Surviving infidelity in marriage is possible. It may be a long and windy road to the other side, but there can be light after betrayal, and Warryn and Erica Campbell are a beautiful example of just that.
The couple, who have been married for 18 years, joined the 2019 Black Love Summit and shared wisdom on their experience with rebuilding marriage after infidelity by creating their own relationship “defibrillator.” Here are five takeaways from their honest conversation that helped them heal their wounds and rebuild their relationship — together.
Be accountable for your actions.
After discovering Warryn’s tryst with another woman, Erica says that he took full responsibility for his role in the affair. She shared how he became more accountable to her about the places he went and who he would befriend, which she said made her feel more comfortable in the wake of heartbreak.
When asked if he ever blamed Erica for his shortcomings, Warryn said, “No.”
“She didn’t make me do anything. She didn’t put a gun to my head and make me step outside my marriage. I’m a man. I do what I want to do. I got to own that,” he admitted.
Warryn added that “men need a safe place to come home and fall apart — to say we’ve been tempted.” While it may be a woman’s responsibility to create that “safe place” for men, it’s just as important for men to create the same space for women. (Yes, men. Women are tempted too.) There’s an accountability aspect for both parties to safeguard the marriage against secrecy, which can be a trap that leads to unfaithfulness.
Know your “why.”
Warryn insisted that couples should never forget their why. “Once I figured out why I wanted to marry her, an awakening happened within myself,” he shared.

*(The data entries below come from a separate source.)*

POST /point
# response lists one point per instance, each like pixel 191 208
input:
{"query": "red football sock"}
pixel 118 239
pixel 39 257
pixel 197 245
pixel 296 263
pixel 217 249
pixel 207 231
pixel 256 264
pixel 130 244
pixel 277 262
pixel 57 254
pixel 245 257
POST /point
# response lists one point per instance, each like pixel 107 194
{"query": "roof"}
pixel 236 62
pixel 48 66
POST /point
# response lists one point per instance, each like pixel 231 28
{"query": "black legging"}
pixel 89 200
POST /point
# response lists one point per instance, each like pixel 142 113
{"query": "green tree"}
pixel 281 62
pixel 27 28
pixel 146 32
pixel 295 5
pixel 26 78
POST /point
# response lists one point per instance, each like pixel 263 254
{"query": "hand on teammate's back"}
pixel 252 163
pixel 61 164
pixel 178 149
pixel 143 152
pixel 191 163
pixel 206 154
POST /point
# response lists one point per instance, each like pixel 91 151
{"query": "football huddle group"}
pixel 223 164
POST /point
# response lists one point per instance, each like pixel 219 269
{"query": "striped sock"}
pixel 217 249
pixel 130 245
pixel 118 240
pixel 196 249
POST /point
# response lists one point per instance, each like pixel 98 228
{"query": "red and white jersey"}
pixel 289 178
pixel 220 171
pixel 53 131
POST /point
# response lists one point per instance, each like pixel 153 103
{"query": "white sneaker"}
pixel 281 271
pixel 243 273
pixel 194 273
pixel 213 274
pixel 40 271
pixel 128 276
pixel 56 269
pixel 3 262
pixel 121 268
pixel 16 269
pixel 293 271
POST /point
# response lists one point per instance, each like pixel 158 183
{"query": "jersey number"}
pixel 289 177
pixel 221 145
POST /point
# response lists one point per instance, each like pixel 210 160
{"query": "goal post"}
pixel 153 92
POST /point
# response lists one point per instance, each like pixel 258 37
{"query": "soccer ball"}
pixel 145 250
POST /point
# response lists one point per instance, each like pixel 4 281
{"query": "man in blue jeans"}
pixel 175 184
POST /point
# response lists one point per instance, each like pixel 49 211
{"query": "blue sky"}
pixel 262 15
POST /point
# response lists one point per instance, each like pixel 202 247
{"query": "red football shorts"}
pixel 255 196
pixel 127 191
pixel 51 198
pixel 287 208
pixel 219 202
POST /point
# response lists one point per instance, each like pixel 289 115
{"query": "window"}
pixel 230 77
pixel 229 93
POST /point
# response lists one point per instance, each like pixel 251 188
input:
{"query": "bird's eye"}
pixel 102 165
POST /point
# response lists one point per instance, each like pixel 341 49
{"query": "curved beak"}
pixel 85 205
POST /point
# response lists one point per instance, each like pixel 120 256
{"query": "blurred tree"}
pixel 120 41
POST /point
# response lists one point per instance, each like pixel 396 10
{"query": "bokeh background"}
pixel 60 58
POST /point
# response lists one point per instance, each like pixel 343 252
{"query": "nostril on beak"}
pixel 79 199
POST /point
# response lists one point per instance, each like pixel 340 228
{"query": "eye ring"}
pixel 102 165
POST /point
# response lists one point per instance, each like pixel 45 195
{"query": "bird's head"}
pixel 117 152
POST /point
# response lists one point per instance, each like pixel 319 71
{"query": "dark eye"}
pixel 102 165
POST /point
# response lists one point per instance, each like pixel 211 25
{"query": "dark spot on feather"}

When situations within your relationship flare-up, return to the reason you chose to love them. Because Erica had clearly discovered her why, she could see beyond Warryn’s betrayal. Her love for him ran deeper than the wrongdoing that, he admitted, could have “derailed [his] entire family.” She said, “I think he made a mistake; I don’t think he was a mistake.” The ability for her to differentiate between the two was key to accessing the grace she needed to forgive and remain in the relationship.